They raced to the village like young whippets, Curlylocks in front, with her golden hair streaming in the wind, and after them the ewes and lambs. They never stopped till they reached the village, and there grandfather and grandmother were waiting for them at the gate. They welcomed them, hugged them, and none of them could find words to thank God enough for His mercy in giving grandad and grandma so much wisdom as to make them take refuge in the attic! And that was really a very good thing, because these were only quite simple villages, where there were no books nor written records; and who would have reminded the herd boys and girls of the consequences of wickedness if grandad and grandma had not been spared?
When they had done hugging each other, they remembered Reygoch. They looked round the plain, but there was no Reygoch. He was gone—gone all of a sudden, the dear huge thing—gone like a mouse down its hole.
And Reygoch had indeed gone like a mouse down its hole. For when grandpa and grandma appeared at the attic window, Reygoch got a fright such as he had never yet had in his life. He was terrified at the sight of their furrowed, wrinkled, withered old faces.

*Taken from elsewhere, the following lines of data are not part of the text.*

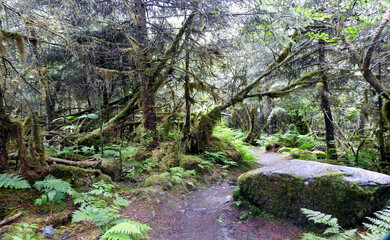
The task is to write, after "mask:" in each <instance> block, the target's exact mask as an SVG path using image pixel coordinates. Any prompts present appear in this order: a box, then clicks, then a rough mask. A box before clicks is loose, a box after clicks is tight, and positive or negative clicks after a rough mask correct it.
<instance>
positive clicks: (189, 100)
mask: <svg viewBox="0 0 390 240" xmlns="http://www.w3.org/2000/svg"><path fill="white" fill-rule="evenodd" d="M188 37H189V34H188V33H187V35H186V40H188ZM189 67H190V52H189V51H188V50H187V51H186V58H185V69H186V74H185V77H184V98H185V101H186V121H185V123H184V129H183V134H184V135H187V134H188V133H189V132H190V130H191V101H190V87H189V84H190V78H189V76H188V73H187V72H188V71H189Z"/></svg>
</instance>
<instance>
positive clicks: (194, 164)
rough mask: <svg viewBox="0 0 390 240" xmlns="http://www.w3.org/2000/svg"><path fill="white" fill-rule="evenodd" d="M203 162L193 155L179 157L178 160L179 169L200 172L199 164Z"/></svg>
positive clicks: (198, 158) (199, 159) (196, 156)
mask: <svg viewBox="0 0 390 240" xmlns="http://www.w3.org/2000/svg"><path fill="white" fill-rule="evenodd" d="M203 161H204V160H203V159H202V158H200V157H198V156H195V155H181V156H180V158H179V162H180V165H179V166H180V167H182V168H184V169H185V170H192V169H195V170H197V171H199V170H200V168H199V164H201V163H202V162H203Z"/></svg>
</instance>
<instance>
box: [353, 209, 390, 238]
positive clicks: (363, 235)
mask: <svg viewBox="0 0 390 240" xmlns="http://www.w3.org/2000/svg"><path fill="white" fill-rule="evenodd" d="M374 214H375V216H376V218H372V217H367V219H368V220H370V222H371V223H372V224H368V223H363V224H364V226H366V227H367V228H368V230H369V232H368V233H366V235H362V234H360V237H361V238H362V239H364V240H372V239H385V236H386V234H387V233H388V232H389V230H390V207H386V208H384V209H382V210H380V211H377V212H375V213H374Z"/></svg>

“Oh dear! oh dear! what a lot of trouble these old people must have been through in these parts to have come to look like that!” thought Reygoch; and in his terror he that very instant jumped down into the hole through which the Black Banewater had sunk down, and so ran away back to his desolate Frosten city.
All went well in the village. Grandad and Grandma taught the young folk, and the young folk ploughed and sowed. Upon the grandparents’ advice they built just one village, one threshing-floor, one church, and one graveyard, so that there should be no more jealousy nor trouble.
All went well; but the best of all was that in the heart of the village stood a beautiful tower of mountain marble, and on the top of it they had made a garden, where blossomed oranges and wild olive. There lived Curlylocks, the lovely fairy, and looked down upon the land that had been so dear to her from the moment when she first came to earth.
And of an evening, when the field work was done, Lilio would lead the herd boys and girls to the tower, and they would sing songs and dance in a ring in the garden with Curlylocks, always lovely, gentle, and joyous.
But under the earth Reygoch once more fell in with the Black Banewater as it roared and burbled underneath, while he wrestled with it till he forced it deeper and deeper into the earth, and right down to the bottom of the Pit, so that it might never again serve the spite and envy of man. And then Reygoch went on to Frosten city. There he is sitting to this very day, counting the stones and praying the Lord never again to tempt him away from that vast and desolate spot, which is the very place for one so big and so simple.